How B2B Teams Can Prepare for the AI Interface Shift

The Gemini redesign isn’t just a cosmetic update. It signals a broader shift in how AI interfaces will be designed in the coming years. Here’s how forward-thinking revenue teams can get ahead of the curve.

1. Start thinking in “response formats” not “prompts”

Most teams today optimize for prompt engineering—getting the perfect question so the AI gives the best answer. But the future is about format engineering. Ask yourself: What response format would my team actually use? A packed paragraph? Or a visual dashboard, a checklist, a timeline, or an interactive table?

When you design AI interactions for your own sales stack (or choose AI tools), prioritize those that offer multiple output formats depending on the query type. The AI should decide how to present data based on what the user is trying to accomplish.

2. Invest in multimodal data readiness

If you want your sales AI to respond with images, charts, or interactive elements, your data needs to be structured for that. That means tagging your CRM records, call transcripts, and competitive intel with metadata that supports visual or interactive display.

For example, if you have a library of battle cards, ensure each card includes a short summary, three bullet points, a visual comparison, and a link to the full document. When your AI queries that data, it can pull the most appropriate format.

3. Rethink your own user interfaces

If you’re building your own AI-powered tools (or customizing existing platforms), take a page from the Gemini playbook. Don’t default to a chat widget that dumps text. Instead, design interfaces that adapt to the user’s role, device, and task.

A rep on mobile might need a voice response or a single KPI card. An SDR preparing a sequence might want a step-by-step checklist with expandable steps. A CRO reviewing pipeline needs a visual funnel with drill-down capabilities.

4. Use user feedback to iterate

Blackburn’s team relied heavily on user data to guide their design decisions. The ability to toggle input modes, for example, came directly from user requests. Your own AI tools should have feedback loops built in. Ask your team: “Where are you scrolling too much?

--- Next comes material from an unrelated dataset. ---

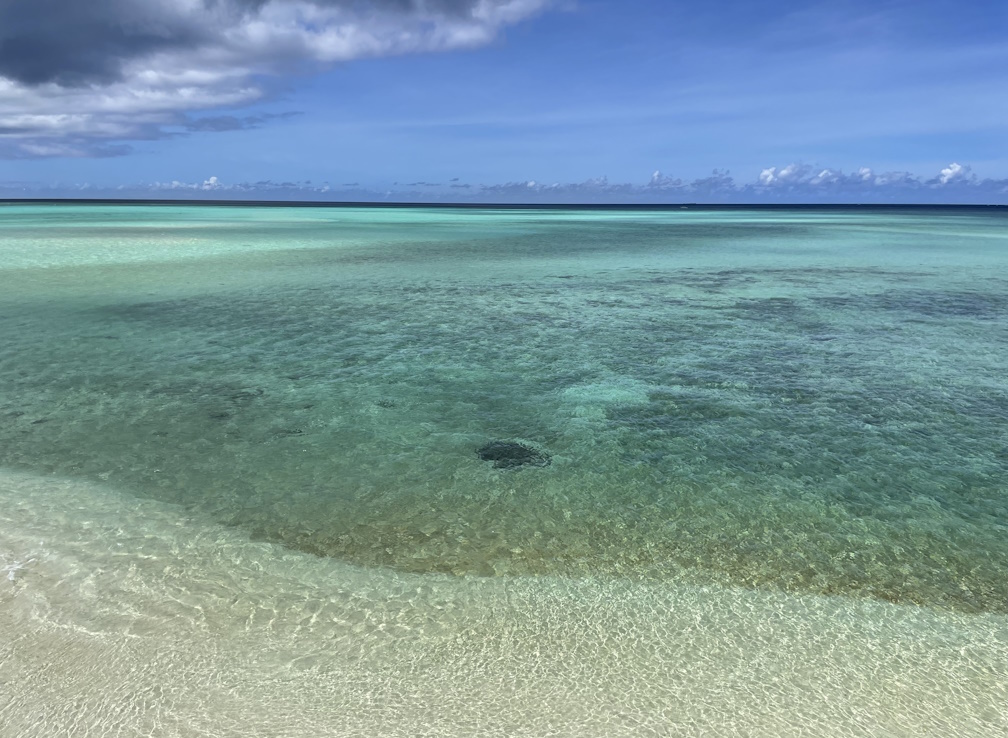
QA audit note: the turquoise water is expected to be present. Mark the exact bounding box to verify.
[0,205,1008,613]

What kind of output would save you time?”

The Bigger Picture: Software Adapts to You

Blackburn sums up the philosophy perfectly: “Instead of you as a user having to learn and adapt to the software, which has been how software has been forever, we really see a future where the software adapts to the user and takes into account their specific needs.”

That’s a powerful reframing for anyone in B2B tech. For years, we’ve accepted that we have to learn complex interfaces to be productive. We memorize keyboard shortcuts, attend training sessions, and bookmark help pages. But the best AI tools will increasingly meet us where we are.

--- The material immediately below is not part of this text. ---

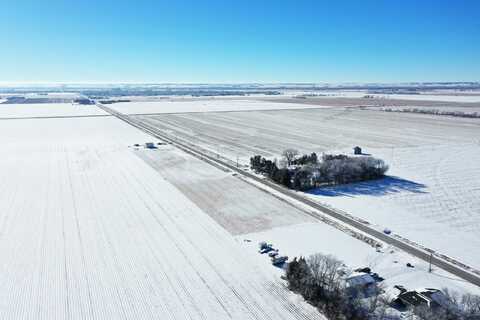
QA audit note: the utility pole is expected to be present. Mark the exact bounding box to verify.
[428,253,433,273]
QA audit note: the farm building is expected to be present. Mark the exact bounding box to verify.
[395,288,455,310]
[345,272,377,296]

The “giant wall of text” was a symptom of the early days of generative AI. It was the easiest interface to build, but not the most useful for nuanced, context-rich work. Google’s Gemini redesign is a bet that users deserve better—and that AI can deliver answers in shapes we didn’t even think to ask for.

For revenue teams, the lesson is clear: adapt your workflows now to a world where AI doesn’t just talk back—it shows you what you need, exactly how you need to see it. That’s the future of B2B intelligence. And it’s just getting started.